I pull the door closed with a thud and stare out the windshield. There is complete silence. No hiking. I start driving. I don't call home, I just drive.
As I gain elevation, grains of doubt crystalize into frustrations. Is this how the body is going to dismantle, one cursed part at a time? Is fate that perverse? Those words: 'don't worry.' They seem mendacious and hollow. But, 'no hiking;' that is real enough. No trip across the San Gabriels. No hiking the John Muir Trail. That's easy to believe. I can get all the proof I need by just walking a block or two.
My frustration rises. I start to attack the curves and tail slower traffic like a complete shithead. What have I been thinking? Did I imagine I was going to join some merry band of true-thrus with trail names and a flock of friends? What a dreamy adolescent indulgence! The very thought makes me wince. Then there's the hubris of adventure braggarts and the arrogant materialism of the gear know-it-alls. And that's not to mention the insufferable self-righteousness piety of those who dismiss Strayed because she only hiked a thousand miles. Let them feel the force of a twangy leg and see how grand it all seems.
I turn off on the Observatory road. The road narrows. The curves are tight. I slow up. My thoughts turn to people with truely comprised bodies. I recall that story of the double-amputee vet who climbed El Capitan. Who am I to bitch? Is this how it's going to be? Am I to be defeated so easily? Perhaps this twist of fate is actually a calling. Maybe it's not a setback, maybe it's a mission.
I pull off and park at Eaton Saddle. I hobble a few hundred feet down the fire road. To the left: Mt. Markham and Mt. Lowe. To the right: the massive diorite wall if San Gabriel Peak. The view is transfixing. The air is calming.

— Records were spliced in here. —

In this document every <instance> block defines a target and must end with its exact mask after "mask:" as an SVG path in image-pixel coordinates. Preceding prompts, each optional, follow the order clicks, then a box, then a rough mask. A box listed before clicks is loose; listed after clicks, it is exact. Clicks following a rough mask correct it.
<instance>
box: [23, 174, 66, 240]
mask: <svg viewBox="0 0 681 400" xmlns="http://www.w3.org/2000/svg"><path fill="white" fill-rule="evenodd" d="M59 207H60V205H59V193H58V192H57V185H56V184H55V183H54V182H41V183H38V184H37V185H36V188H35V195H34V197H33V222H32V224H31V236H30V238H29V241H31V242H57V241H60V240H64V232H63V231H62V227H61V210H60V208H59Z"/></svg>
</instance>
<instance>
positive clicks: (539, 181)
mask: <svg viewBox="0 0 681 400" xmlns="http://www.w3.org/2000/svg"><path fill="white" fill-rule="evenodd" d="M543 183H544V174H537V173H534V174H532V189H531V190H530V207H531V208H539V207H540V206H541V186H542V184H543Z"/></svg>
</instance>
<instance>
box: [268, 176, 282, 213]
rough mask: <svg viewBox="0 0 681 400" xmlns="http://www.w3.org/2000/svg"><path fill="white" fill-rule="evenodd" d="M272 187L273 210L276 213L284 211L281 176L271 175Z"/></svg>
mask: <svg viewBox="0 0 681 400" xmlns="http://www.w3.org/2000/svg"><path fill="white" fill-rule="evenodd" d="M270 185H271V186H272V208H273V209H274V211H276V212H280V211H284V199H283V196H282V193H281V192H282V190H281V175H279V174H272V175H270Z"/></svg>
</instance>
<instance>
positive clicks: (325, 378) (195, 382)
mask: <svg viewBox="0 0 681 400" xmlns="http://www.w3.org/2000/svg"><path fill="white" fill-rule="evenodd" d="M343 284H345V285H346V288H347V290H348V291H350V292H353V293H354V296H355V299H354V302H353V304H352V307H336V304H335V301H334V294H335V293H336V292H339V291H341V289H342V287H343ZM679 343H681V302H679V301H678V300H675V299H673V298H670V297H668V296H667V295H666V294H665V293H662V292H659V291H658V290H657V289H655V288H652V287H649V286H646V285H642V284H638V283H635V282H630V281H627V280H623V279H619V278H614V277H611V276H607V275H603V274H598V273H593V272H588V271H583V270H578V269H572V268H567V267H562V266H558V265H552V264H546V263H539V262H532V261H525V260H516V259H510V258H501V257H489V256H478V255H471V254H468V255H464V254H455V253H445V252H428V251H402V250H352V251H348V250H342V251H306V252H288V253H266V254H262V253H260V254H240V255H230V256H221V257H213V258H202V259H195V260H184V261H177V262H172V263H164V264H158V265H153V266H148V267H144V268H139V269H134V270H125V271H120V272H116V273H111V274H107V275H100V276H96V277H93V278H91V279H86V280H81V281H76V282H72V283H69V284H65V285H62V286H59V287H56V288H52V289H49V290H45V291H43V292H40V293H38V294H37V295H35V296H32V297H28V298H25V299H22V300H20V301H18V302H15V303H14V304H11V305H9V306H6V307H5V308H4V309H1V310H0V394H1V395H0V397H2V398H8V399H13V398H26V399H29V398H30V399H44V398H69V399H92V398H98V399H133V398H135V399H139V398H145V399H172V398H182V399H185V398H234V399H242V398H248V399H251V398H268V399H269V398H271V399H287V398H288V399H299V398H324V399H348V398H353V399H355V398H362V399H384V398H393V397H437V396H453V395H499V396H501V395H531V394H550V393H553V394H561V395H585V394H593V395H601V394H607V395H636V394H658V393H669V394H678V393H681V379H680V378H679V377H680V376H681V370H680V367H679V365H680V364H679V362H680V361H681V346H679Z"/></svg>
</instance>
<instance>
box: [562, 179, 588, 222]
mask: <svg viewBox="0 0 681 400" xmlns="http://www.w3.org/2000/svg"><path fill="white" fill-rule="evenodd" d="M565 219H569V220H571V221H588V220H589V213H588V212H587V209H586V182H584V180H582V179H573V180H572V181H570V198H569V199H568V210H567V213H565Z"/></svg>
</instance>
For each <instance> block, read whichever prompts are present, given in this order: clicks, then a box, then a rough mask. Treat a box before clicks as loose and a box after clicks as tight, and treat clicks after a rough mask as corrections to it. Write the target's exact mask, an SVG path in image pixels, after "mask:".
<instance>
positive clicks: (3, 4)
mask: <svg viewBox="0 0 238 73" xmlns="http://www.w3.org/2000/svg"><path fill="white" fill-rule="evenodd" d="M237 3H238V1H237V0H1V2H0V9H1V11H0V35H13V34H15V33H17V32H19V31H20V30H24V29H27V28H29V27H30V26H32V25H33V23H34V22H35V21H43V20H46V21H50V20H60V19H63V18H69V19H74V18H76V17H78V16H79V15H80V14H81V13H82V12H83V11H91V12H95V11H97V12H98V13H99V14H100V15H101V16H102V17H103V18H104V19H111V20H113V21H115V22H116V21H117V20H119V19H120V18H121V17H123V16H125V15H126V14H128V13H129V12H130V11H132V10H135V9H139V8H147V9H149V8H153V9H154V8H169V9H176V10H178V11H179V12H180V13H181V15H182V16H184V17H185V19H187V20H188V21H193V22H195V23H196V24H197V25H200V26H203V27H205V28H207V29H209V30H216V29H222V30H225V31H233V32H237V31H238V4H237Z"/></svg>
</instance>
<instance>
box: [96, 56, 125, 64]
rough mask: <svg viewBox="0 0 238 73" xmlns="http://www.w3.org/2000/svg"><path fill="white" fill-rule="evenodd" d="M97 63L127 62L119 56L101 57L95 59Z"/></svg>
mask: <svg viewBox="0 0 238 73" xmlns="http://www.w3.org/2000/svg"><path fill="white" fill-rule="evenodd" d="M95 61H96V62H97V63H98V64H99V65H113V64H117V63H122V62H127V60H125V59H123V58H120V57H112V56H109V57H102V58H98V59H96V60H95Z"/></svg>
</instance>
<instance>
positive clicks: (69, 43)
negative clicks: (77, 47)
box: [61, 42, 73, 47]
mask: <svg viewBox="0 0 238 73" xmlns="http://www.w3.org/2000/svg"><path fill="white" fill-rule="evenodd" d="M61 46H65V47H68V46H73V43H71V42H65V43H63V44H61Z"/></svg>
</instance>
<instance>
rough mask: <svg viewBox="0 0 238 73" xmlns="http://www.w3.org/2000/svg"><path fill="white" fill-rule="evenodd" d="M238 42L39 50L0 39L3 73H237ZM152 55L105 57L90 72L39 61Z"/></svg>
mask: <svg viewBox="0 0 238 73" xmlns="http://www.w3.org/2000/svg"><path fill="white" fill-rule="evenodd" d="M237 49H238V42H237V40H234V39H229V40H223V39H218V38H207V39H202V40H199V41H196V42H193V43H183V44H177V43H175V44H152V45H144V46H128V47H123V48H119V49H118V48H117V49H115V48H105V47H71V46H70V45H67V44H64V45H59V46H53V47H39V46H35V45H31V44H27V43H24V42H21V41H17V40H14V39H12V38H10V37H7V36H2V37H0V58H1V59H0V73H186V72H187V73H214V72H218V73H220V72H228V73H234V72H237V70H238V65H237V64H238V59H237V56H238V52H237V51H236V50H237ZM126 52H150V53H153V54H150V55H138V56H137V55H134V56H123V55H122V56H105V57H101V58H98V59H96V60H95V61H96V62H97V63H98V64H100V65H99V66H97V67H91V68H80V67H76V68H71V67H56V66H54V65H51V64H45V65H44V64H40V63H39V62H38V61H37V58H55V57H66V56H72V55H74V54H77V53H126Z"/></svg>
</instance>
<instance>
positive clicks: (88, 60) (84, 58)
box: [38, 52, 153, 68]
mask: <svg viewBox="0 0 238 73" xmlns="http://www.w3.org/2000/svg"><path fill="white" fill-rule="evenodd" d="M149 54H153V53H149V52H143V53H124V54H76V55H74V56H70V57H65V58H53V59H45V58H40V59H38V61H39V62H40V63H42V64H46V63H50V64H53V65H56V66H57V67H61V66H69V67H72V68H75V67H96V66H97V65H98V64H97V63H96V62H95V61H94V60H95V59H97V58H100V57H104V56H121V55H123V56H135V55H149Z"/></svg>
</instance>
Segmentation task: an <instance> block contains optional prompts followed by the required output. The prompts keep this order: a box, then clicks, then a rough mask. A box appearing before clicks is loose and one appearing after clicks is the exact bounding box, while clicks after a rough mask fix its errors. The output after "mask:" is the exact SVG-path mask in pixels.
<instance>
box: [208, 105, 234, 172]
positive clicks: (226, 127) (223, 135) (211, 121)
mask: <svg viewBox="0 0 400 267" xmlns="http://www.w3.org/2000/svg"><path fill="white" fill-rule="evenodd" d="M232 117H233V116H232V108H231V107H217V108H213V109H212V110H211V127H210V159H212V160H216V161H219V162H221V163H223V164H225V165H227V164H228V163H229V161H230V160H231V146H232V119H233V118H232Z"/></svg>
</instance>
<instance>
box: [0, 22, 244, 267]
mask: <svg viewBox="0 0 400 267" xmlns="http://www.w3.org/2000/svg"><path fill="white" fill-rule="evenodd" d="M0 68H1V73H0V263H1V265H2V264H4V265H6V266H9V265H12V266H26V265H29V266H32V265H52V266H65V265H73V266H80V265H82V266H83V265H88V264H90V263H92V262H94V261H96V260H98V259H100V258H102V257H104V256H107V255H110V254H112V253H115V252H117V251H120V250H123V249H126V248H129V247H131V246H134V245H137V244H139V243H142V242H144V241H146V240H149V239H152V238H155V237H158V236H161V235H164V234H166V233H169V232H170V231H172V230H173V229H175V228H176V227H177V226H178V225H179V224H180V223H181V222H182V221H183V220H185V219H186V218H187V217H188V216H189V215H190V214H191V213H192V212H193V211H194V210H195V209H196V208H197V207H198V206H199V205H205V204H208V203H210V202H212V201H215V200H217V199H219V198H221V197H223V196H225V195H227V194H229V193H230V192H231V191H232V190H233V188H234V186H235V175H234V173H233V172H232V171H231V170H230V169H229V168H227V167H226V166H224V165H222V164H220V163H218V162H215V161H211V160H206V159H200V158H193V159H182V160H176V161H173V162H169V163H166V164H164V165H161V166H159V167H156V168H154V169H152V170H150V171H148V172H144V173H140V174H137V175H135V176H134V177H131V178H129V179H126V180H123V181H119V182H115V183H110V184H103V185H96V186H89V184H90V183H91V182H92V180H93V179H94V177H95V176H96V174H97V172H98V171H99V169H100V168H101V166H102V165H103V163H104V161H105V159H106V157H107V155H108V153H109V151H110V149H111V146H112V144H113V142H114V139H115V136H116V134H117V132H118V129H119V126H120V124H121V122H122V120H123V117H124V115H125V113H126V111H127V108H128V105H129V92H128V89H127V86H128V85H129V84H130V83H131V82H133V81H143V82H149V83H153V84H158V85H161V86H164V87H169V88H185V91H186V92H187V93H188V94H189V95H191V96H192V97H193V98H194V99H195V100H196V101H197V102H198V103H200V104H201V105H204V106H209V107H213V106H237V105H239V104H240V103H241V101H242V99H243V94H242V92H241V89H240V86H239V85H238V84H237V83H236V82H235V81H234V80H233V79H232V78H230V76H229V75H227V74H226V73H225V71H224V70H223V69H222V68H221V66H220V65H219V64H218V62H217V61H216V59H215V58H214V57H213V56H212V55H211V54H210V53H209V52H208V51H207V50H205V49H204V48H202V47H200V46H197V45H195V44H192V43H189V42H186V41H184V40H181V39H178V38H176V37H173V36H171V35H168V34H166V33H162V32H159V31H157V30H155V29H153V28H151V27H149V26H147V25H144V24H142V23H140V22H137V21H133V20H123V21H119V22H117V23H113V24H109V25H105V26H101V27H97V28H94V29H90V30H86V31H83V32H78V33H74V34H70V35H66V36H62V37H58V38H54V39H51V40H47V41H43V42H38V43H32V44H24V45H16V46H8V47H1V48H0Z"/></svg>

Then again, may it's a sign. Perhaps it's time for a whole new plan. Stop behaving like an old fool. Perhaps I should get serious about my still-nameless Key to all Mythologies. But, maybe I should drop that too? Perhaps I should do something for the common good. Or perhaps I should just head off to someplace with a turquoise sea? Or maybe I'll just go home and start on Angel's new regime. Or maybe I won't.